映画が映像的にも内容的にも、そしてもし反戦の意識があるとするならその点においても平面的です。
小栗康平監督というのはこういう映画を撮る方なんですね。「泥の河」も「死の棘」も「眠る男」を見ておらず、はじめてです。
それにしても「藤田嗣治」人気なんでしょうか、月曜日の昼間なのによく入っていました。
1920年代、フランス・パリ。
「乳白色の肌」で裸婦を描き、エコール・ド・パリ寵児となったフジタ。美しいパリジェンヌたちと出会い、別れ、フジタは狂乱のパリを生きた。ピカソ、ドンゲン、スーチン、キスリング…。時代を彩る画家たちとともに。
1940年代、戦時の日本。
パリ陥落を前に日本に戻ったフジタは「アッツ島玉砕」ほか数多くの“戦争協力画”を描き、日本美術館の重鎮に上りつめていく。5番目の妻となった君代と、疎開先の村で敗戦を迎えることになるが―(公式サイト)

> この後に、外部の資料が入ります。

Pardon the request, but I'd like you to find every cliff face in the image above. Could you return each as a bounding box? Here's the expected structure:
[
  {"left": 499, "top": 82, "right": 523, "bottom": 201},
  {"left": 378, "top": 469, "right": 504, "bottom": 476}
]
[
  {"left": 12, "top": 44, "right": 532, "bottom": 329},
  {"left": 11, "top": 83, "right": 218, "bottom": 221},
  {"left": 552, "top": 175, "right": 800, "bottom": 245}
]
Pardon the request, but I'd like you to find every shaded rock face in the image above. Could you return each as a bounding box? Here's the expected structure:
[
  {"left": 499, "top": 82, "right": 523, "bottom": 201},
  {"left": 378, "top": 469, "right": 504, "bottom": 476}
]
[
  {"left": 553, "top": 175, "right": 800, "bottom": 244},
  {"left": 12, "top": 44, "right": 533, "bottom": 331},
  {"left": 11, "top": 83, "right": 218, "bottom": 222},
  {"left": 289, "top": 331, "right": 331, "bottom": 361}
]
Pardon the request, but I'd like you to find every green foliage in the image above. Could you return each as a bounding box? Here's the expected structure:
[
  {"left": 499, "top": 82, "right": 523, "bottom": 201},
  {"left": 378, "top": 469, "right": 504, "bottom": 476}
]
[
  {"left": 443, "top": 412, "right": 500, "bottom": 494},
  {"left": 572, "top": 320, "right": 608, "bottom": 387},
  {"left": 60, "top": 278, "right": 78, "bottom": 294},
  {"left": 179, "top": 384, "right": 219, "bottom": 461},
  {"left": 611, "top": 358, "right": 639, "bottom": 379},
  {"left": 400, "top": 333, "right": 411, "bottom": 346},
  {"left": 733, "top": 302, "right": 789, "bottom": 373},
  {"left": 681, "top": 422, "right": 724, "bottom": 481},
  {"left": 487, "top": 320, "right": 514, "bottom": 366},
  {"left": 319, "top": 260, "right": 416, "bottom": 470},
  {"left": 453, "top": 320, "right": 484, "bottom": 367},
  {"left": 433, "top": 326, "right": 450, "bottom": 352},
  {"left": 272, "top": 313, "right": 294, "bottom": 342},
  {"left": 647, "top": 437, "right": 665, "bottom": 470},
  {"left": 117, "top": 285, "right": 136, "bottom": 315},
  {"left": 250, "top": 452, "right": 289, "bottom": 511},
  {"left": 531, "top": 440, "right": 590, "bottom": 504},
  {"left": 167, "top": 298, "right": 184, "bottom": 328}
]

正直、あまりの単調さに結構つらい2時間ではあったのですが、まあ始めてですので、いろいろ、バランスのとれた構図にこだわるのねとか、暗いシーンにぼんやり何かが浮き上がっている画が好きなのねとか、目を凝らしながら見ていましたので、幸い落ちることはありませんでした。
手法としては静止画を積み重ねて物語を生み出していこうとするタイプのようで、映像的にも編集手法にもダイナミックさはなく、引き込まれれば何かが見えてくるかもしれませんが、ぼんやりしていると眠りに引き込まれること必至です。
パリと日本を対照的に描こうという意図があったのかどうか分かりませんが、もしそうだとするなら、もう少しパリのシーンをダイナミックに描いてもらうとメリハリもついて楽しめたかもしれません。
オダギリジョーの FOUJITA は、一貫して何やら悟ったようなところがあり、人間味が感じられず淡白な感じでつまらないですね。もちろん藤田嗣治がどんな人物であったかなんて知る由もないのですが、もう少し生きている感じがほしいですね。
まあ要はすでに亡くなっている人物を描いている感じがするということです。その通りではあるのですが…。